Here are just a few insights from Hart:

– Inverse perspective: “There is a number of perspective systems used in icons. With inverse perspective, the lines converge on us, the viewers. This serves to include us in the action depicted,” Hart said. “A sacred event in the past is still acting on us today, ‘Today Christ is risen.’”

– Flatness: “It helps us pass through the icon to the person and events depicted. The aim…is not to replace the subject depicted, but to bring us into living relationship with them,” Hart said.

– Anatomy: “The eyes and ears of people are often enlarged, and the nose elongated. This is to show that the saint is someone who contemplates God, who listens to him, who smells the fragrance of Paradise,” Hart said.

The spiritual process

Pierson has been painting icons for 25 years and teaching for 18. Following the rich tradition of the painting style is the first step of entering into the “spiritual journey” of painting an icon, Pierson said.

“It’s very important for me to get rooted in Byzantine tradition, especially because it’s an art that comes from the Eastern world,” Pierson said. “You have to be very careful not to distort ancient tradition but also find a way to speak to our modern world, so it’s a very delicate balance. For me, that’s crucial, to find this balance.”

“[Painting] has to be a solitary experience because you have to pray, but for me, it’s important to be anchored in a community and liturgical life,” Pierson said.

Pierson, who is commissioned to paint icons for the community often, begins with research and prayer, both to whom the icon is depicting and for the person who will receive the painting.
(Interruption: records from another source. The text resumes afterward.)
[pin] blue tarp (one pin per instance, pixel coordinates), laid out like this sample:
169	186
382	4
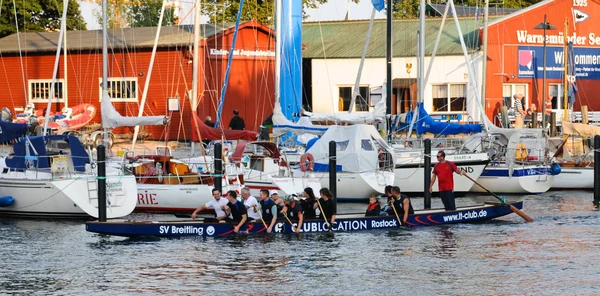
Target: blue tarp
426	124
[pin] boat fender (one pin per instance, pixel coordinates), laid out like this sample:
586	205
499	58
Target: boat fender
6	201
311	162
555	169
521	152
Then the painting begins, which is an intense, multi-layered process.

The art of painting icons is far more than just a creative process; it’s a deeper spiritual journey that requires a lot of prayer, Pierson says. (Photo provided)

First, a binder, which is what the pigment adheres to in order to stay on a board, is created. The binder consists of egg yolk mixed with an equal part of water. This is mixed with the paint pigment and a few drops of water, creating the egg tempera medium with which icons are traditionally painted.

Next, guiding lines are traced into a gesso-covered wooden board and then engraved with a tool. Then, paint is added, layer by layer, beginning with dark colors and finishing with lighter colors. “It is as though the iconographer begins with darkness and death, and ends with light and resurrection,” Hart said.

The final stage is writing the saint’s name; then the icon is blessed by a priest and venerated. The working time varies, but it is a very long process, taking up to a year.

Revealing a Presence

The act of painting is something Pierson discovered she needs for her life to flourish — “essential,” even.

With icon painting, it “combines art and the vertical connection to God,” Pierson said.

And the connection to God is experienced deeply throughout the painting journey.“There is a journey — there’s a time you feel discouraged or bored. Even though you don’t feel it, you live by faith, trusting what you do has meaning and will bear fruit,” Pierson said. “With iconography, there is a Presence.”

“This whole painting journey teaches you about yourself, it takes patience — it takes time. You cannot finish an icon painting in a few hours. You have to trust the process. You have to trust someone else is inspiring you, even though it might not perfect. It’s all very like our spiritual life. It teaches us all that in a very practical way,” she added.